While Carillion may not be a major player in the sector, it has countless subcontractors and construction partners who are, housebuilder Galliford Try being one to have confirmed it’s out of pocket.
Firms in the supply chain going out of business is never a good thing, particularly when UK economic performance is moderate at best, and OECD predictions for GDP growth only 1 per cent for 2018.
The £44bn housing plan from Government announced last year was impressive, but what matters is also action, and they started the year with an unconvincing Cabinet reshuffle in which we welcomed Dominic Raab as the 15th Housing Minister in 17 years.
With some very turbulent times ahead as we navigate Brexit and the wake of Carillion’s liquidation, some continuity at the top would be highly welcome to help kickstart the array of housebuilding schemes we need.
Are the good times over?
Some knowledgeable voices are saying the good times (which until recently have persisted in housebuilding despite infrastructure and commercial dropping off their perch) are now over for the sector.

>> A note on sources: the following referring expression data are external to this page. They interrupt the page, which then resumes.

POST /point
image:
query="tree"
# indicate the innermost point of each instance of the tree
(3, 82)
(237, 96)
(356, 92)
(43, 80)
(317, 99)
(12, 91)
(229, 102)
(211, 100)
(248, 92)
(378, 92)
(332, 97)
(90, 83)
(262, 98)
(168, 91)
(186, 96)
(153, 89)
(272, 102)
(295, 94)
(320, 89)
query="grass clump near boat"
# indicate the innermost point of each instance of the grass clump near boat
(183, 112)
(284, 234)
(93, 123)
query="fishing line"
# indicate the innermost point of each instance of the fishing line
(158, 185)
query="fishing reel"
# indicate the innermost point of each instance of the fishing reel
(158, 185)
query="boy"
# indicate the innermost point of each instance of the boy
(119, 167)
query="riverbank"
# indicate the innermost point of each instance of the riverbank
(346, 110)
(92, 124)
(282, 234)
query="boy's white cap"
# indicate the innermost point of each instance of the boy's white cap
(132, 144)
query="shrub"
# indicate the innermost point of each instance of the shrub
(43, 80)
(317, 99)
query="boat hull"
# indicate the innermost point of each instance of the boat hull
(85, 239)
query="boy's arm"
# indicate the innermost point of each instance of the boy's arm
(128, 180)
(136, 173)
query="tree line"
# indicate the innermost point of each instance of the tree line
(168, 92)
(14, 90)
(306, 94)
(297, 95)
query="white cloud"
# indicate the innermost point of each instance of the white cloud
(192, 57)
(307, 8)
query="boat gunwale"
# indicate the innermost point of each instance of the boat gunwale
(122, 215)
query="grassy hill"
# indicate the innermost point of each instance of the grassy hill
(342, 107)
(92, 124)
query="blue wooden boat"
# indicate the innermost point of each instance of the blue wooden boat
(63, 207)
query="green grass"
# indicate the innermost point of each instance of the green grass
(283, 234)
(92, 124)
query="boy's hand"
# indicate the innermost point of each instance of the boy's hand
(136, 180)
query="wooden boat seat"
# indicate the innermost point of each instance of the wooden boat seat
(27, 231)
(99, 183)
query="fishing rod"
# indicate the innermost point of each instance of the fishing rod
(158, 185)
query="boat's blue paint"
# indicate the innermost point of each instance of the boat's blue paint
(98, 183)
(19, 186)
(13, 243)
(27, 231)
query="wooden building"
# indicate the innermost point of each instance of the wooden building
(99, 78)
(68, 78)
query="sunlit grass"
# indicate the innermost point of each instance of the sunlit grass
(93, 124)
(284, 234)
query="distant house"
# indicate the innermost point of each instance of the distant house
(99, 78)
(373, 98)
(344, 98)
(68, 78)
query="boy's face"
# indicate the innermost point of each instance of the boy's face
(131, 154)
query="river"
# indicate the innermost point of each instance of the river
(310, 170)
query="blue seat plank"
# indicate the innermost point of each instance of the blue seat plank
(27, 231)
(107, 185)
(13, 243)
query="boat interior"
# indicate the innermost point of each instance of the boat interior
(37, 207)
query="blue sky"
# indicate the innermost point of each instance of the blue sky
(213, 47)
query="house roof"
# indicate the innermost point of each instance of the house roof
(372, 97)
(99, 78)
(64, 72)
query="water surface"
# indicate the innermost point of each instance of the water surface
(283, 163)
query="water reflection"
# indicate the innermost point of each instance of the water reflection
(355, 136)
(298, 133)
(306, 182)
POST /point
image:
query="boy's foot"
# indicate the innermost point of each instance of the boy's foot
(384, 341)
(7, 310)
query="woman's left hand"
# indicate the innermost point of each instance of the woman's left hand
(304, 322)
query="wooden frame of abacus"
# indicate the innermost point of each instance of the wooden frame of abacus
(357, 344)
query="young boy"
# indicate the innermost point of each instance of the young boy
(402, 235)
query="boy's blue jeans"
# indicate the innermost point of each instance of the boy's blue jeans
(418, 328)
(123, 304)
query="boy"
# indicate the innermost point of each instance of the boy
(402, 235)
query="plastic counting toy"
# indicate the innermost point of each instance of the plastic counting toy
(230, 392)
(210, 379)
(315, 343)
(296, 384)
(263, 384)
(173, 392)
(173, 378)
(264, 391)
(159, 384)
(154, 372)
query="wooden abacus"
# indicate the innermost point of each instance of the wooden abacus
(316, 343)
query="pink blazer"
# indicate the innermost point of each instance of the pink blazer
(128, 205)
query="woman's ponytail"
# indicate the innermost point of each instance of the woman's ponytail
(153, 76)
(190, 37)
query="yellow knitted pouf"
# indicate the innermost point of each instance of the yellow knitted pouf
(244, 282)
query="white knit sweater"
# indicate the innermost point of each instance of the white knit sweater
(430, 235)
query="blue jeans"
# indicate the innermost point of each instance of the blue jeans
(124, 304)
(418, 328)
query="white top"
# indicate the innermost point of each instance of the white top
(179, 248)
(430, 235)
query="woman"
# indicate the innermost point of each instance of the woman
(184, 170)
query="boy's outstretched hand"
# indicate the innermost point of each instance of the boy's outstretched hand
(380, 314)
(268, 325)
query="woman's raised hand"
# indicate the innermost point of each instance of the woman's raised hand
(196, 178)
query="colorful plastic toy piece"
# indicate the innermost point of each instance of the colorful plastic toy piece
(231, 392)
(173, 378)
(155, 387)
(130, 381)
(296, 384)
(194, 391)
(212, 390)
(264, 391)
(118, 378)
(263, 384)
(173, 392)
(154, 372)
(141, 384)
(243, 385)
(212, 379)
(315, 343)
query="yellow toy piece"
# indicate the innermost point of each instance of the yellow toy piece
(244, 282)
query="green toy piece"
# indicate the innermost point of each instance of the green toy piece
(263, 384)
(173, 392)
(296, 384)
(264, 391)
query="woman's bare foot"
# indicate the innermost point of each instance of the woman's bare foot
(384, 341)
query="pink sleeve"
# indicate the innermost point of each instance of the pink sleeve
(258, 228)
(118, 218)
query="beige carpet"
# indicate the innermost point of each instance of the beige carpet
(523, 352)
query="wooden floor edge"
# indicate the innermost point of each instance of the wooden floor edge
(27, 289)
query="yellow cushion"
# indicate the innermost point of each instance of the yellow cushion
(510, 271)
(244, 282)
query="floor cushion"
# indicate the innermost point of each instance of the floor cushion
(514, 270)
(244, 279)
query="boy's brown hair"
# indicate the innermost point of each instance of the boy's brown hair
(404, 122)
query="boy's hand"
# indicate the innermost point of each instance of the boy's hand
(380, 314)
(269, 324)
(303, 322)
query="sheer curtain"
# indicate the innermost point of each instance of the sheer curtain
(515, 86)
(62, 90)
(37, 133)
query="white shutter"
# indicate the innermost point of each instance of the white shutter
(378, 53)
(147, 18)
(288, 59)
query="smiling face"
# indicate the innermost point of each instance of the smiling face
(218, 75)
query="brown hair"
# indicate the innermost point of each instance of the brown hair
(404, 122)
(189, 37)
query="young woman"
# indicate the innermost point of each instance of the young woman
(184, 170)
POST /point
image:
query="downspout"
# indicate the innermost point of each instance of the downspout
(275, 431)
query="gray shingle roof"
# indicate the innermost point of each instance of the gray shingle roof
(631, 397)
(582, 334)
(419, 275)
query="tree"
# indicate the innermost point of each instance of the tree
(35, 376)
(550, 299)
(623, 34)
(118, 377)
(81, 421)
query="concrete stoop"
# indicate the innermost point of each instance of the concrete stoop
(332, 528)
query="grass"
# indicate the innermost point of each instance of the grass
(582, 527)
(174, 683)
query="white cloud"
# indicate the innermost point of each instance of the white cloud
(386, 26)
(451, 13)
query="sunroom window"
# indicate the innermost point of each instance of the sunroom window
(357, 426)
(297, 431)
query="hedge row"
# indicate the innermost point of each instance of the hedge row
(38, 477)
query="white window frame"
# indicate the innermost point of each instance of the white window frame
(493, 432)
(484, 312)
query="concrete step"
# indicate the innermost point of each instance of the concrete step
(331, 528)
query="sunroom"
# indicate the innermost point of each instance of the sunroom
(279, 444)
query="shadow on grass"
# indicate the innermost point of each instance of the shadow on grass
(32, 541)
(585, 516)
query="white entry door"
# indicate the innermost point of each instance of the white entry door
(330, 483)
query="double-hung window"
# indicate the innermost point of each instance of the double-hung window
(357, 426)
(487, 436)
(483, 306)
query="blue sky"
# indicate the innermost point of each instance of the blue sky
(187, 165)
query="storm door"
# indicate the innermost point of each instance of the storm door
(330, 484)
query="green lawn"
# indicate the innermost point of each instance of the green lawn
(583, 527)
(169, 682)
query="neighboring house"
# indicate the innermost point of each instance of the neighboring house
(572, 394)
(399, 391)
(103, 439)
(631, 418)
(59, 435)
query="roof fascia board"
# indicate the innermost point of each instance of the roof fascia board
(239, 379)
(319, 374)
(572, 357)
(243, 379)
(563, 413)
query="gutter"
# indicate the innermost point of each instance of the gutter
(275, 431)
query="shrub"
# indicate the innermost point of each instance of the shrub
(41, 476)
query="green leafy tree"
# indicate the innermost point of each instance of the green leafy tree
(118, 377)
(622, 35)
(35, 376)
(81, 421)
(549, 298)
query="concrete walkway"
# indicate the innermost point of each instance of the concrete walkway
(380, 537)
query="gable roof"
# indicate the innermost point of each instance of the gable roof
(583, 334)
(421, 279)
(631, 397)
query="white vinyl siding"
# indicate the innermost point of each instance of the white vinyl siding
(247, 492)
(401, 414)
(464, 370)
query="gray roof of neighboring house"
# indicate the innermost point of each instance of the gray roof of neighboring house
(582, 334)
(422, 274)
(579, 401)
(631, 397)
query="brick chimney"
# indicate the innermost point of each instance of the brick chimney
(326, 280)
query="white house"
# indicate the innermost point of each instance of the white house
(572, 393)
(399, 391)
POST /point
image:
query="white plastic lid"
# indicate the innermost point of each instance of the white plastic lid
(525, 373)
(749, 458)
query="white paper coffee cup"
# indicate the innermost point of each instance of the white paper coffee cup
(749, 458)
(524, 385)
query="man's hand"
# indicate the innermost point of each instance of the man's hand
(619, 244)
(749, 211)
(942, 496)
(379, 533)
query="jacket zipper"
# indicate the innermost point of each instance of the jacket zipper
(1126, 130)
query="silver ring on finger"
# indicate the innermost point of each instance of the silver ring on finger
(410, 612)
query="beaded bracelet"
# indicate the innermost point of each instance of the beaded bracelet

Its generally agreed by commentators that house price growth will slow throughout 2018, but where’s the incentive to build if it plateaus completely?
This will take concerted intervention from Government, but are they (perhaps in the form of the beefed up HCA, Homes England) ready to do this with taxpayers’ money, either on Help to Buy or something more ‘supply’ orientated?
Apparently they have enough in the coffers to shore up Carillion’s many thousands of public sector workers, so lets see what they have for housebuilding.